私自身は楽しくて勝ちたくて、強くなりたいからめちゃ喧嘩しまくっていますが、
わるいことなのはまあ、分かってます。
極めて危険で恐ろしい磨き方、成長の仕方だと思います。
私の格闘技術や武術を、他のかたに教えられない理由の一つ目がこれです、
怖くてよくないことだからです。
そしてもう一つの、私にとってもっと、ずっと大きな理由があります。
私が鍛錬して、成長して身に付けた強さの全ては、絶対に私だけのものなんです。
私が得た力も技術も心も、綺麗も可愛さも全部ぜんぶっ、
私だけのすっごい嬉しい、どうだーっ!♪ て自慢出来る大切です。
他のかたには断じて、絶対、渡すわけには参りません。
私の強さは、私がめちゃ楽しく闘いまくったり、めッちゃ嬉しく勝つために、私の身と心こそにあるのです。
改めて言います、私の強さは絶対に、私自身にこそある大切です、からっ! ――声を失礼しました、ですが、
だからこそ決して教えたりなどしません。
ただ、私から自然に教えたくなるような、よっぽどの事情があれば別ですが、
ケネスさんのご提案はそれに該当しません。

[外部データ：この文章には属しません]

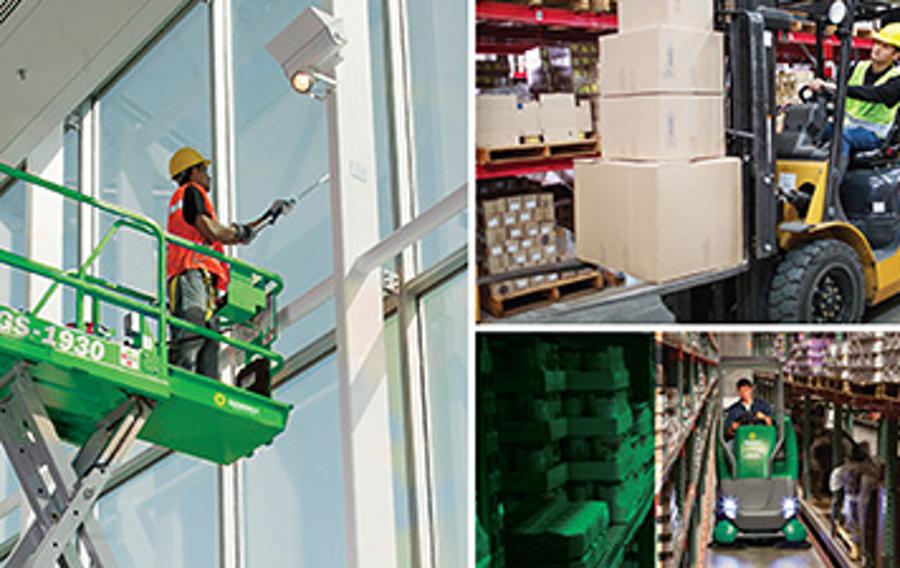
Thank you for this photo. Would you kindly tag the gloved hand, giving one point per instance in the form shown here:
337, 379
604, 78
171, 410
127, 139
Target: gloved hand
244, 233
278, 208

嫌です。
ですから一つ目の理由とも合わせて、私の強さや技術については、
私だけの唯一とさせていただきます。
厳しいことも言ってしまいましたが、私のよくないことも、やっつける楽しさも、強くなる楽しさもわがままもすべて、
正直な気持ちのもとで伝えておくべきかと思い、一切迷わず説明させていただきました。
それと、最後になりましたが、相手をやっつけることが楽しいのを凄くはっきり思い出せて、
もっと素晴らしく自覚できましたのは、セネットさんの強さのおかげです。
ハラスメントに関わることで誠に申し訳ございませんが、
しかしセネットさんの内に秘められた、赤く美しくあたたかな強さ、透けて蕩けるめちゃキラな明るさのおかげで、
私は、私こそもっともっと強くなりたいって、さらに気持ちぎゅぎゅっとフワリっと楽しく決意できました。
決めた心まで強くなっていけてるって、今そういう溌溂な感じです。
ほんと嬉しいです、セネットさん、勝手ながらありがとうございますっ!♪
――恋愛の私情を失礼致しました。
私からのお話は以上となりますので、皆様のご静聴に深く感謝の意を示させていただきます。
私の闘い方や強さのこと、よかれわるかれな楽しみのこと、
いつも鍛えてきた根本のことをお聞きいただき、
本当にありがとうございました。
総じて、私の強さは私だけの大切だと、そこをご理解いただけていれば何よりです。